REGGIO EMILIA – “In quel casolare era stato ripristinato a opera d’arte lo stato dei luoghi, non ci saremmo mai accorti del punto dello scavo, perché l’area era totalmente omogenea. Anche dal drone non si notava nulla e la vegetazione era cresciuta sopra. Poi, è arrivata l’indicazione dello zio Danish Hasnain“. Il maresciallo dei carabinieri di Reggio Emilia, Cristian Gandolfi, ha ripercorso in aula le fasi di indagine e di ricerca del corpo di Saman Abbas, ritrovato nel novembre 2002 in un casolare abbandonato a Novellara che dista 500 metri dall’abitazione dove la 18enne pakistana ha vissuto con la famiglia. Il ritrovamento è avvenuto un anno e mezzo dopo la sua scomparsa.

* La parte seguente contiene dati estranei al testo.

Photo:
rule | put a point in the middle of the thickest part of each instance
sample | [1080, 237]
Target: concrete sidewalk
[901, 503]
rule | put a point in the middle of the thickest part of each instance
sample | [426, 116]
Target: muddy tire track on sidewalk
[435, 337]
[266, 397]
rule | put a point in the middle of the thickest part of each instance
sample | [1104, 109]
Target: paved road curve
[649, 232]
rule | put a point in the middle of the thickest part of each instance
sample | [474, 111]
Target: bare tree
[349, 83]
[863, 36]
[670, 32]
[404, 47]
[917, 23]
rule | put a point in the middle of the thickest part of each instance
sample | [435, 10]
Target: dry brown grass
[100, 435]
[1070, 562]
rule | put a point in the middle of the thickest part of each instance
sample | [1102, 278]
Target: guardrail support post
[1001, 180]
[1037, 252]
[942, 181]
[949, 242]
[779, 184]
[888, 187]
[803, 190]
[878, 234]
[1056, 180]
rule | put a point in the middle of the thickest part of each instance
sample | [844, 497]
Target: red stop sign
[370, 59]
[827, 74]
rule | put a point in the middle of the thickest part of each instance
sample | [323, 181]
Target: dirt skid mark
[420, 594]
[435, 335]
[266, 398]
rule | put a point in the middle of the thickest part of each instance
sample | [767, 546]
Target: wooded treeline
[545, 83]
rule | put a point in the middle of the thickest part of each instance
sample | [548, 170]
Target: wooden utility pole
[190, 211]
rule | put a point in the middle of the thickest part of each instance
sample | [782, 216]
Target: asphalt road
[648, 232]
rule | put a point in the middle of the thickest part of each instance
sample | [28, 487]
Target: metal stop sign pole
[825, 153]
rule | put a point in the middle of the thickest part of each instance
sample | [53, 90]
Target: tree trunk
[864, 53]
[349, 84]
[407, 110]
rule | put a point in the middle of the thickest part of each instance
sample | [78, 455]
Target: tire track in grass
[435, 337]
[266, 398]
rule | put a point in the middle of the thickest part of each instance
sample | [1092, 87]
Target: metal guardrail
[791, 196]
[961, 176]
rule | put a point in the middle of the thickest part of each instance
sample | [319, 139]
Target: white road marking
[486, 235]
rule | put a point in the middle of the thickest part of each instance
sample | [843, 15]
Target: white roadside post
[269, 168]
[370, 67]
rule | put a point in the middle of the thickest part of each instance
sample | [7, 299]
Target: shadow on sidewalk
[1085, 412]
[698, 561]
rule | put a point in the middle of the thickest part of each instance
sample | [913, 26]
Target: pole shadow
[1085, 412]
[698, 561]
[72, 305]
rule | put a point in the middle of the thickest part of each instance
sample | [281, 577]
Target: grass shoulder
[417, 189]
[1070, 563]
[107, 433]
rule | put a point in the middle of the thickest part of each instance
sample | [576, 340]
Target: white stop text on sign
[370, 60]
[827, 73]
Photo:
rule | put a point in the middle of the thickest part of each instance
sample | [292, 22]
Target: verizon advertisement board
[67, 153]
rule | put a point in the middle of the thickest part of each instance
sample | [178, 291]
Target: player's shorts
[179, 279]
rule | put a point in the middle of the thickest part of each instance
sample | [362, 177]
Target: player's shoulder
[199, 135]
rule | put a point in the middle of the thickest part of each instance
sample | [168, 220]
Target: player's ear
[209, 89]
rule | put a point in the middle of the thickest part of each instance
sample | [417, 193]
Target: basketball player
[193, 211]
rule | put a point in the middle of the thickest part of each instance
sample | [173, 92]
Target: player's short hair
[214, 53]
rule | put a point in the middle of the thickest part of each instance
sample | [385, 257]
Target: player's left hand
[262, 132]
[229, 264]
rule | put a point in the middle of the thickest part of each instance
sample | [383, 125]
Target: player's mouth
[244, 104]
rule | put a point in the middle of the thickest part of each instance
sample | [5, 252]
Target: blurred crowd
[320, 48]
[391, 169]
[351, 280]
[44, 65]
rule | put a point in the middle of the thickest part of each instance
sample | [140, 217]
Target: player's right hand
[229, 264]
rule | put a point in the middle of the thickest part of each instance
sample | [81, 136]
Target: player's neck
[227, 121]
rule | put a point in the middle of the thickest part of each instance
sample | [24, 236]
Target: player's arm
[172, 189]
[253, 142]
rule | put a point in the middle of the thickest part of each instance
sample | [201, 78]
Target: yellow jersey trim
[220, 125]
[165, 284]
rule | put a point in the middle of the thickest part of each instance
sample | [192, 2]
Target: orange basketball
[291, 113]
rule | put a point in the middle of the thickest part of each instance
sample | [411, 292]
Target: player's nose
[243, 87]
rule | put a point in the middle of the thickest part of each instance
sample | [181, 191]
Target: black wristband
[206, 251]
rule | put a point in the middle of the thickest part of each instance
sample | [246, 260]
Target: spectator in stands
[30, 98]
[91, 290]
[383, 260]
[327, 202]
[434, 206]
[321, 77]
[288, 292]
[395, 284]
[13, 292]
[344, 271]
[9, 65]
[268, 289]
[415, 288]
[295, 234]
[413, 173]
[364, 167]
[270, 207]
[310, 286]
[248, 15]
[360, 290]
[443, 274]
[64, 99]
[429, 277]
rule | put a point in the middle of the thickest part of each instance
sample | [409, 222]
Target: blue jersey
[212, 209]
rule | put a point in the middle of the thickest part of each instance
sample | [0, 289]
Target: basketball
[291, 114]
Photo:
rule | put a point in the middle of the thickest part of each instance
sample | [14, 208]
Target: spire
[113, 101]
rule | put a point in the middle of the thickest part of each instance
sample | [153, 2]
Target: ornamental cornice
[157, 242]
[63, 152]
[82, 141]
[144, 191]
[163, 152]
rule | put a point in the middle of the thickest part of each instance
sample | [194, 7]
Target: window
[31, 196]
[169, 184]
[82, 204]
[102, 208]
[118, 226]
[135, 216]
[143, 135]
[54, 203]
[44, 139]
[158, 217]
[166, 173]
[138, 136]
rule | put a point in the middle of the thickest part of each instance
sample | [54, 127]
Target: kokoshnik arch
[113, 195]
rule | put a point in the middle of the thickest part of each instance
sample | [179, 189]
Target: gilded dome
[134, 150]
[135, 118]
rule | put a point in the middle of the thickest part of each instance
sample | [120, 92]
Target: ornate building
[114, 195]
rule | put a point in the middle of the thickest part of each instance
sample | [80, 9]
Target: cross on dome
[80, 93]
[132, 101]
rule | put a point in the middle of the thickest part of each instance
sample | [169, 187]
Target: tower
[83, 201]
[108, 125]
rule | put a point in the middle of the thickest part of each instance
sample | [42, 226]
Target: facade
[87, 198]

Davanti alla Corte d’Assise di Reggio Emilia si è celebrata un’altra udienza del processo che vede alla sbarra i genitori, lo zio e due cugini, accusati di aver ucciso e fatto poi sparire il corpo della ragazza. Oggi, per la seconda volta, era collegato dal Pakistan anche il padre Shabbar Abbas, che ha ribadito tramite i suoi legali di non voler essere ripreso da fotografi o telecamere, così come il rappresentante dell’Arma.
Il maresciallo Gandolfi, nella sua lunga deposizione, ha poi ricostruito come tramite i tabulati telefonici e le intercettazioni dei profili dei social network, e grazie alla collaborazione dell’Interpol, siano riusciti poi a catturare i due cugini e lo zio (fuggiti dopo il delitto tra Francia e Spagna) e il padre in Pakistan. La madre Nazia, invece, è ancora latitante nel Paese asiatico.